Sunday, October 12, 2008
If you could write a book, any book, that would explain how you crochet, what book would it be? For me, it would be one already written, Blueprint Crochet by Robyn Chachula, designer extraordinaire.
Robyn has written a great instructional treatise on how to use stitch symbols when you crochet. This is something I try to teach my students, because more and more I hear "I just can't read patterns." Or "Why can't they just say what they mean?" So - I usually sketch the pattern out for my students - with stitch symbols and diagrams. And then, they get it! They can see what they're doing because the symbols look like the stitches they represent, and the diagrams look like the fabric they're making.

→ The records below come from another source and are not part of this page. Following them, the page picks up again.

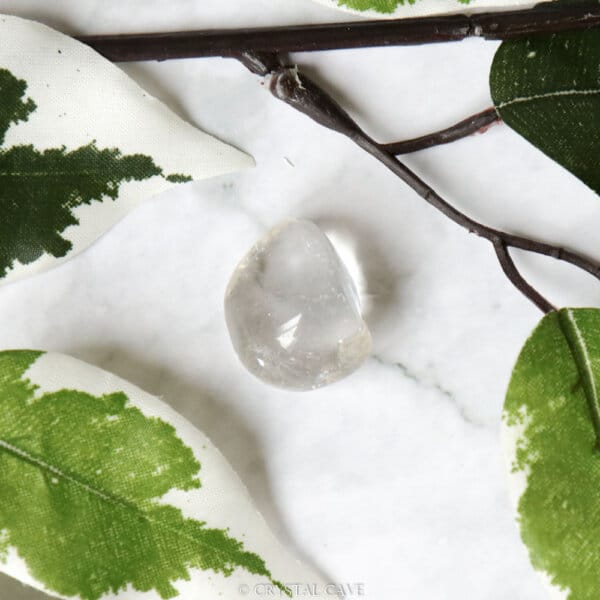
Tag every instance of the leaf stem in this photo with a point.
(476, 123)
(292, 87)
(545, 18)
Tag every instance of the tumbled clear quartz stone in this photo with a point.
(293, 311)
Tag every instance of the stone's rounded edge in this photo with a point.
(271, 361)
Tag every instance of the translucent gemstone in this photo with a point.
(293, 312)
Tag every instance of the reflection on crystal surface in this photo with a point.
(293, 312)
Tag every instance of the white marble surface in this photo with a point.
(392, 478)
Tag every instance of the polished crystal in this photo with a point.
(293, 312)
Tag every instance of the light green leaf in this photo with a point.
(547, 89)
(80, 146)
(413, 8)
(101, 493)
(550, 413)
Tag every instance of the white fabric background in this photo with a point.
(394, 477)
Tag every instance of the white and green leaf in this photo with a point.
(394, 9)
(551, 425)
(81, 145)
(106, 492)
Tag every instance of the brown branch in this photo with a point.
(297, 90)
(476, 123)
(543, 19)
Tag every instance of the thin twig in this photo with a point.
(476, 123)
(543, 19)
(254, 48)
(292, 87)
(511, 271)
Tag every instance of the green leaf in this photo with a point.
(547, 89)
(82, 482)
(550, 418)
(75, 159)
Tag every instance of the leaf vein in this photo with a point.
(105, 496)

I also use symbols when I'm planning a design, before I actually crochet anything. I figure out multiples, row counts, increases and decreases, and anything and everything else I might need to do with or to my pattern. I also use stitch diagrams when I'm tech editing other designers' patterns. It's a quick and accurate way to check numbers, etc.
In her book, Robyn explains how to read the diagrams, whether the pattern is in rows or rounds. Once you know how to read them, then you can see from the diagrams how to put motifs together.
The patterns in Blueprint Crochet include sweaters and totes and jewelry, and Robyn tells you the plan for each pattern, what you need to know to make the basic stitch pattern, how to construct the piece, and all about finishing it to make it look it's best! Even if you don't want to make the patterns, the information about working with and using stitch diagrams is priceless, and shouldn't be missed!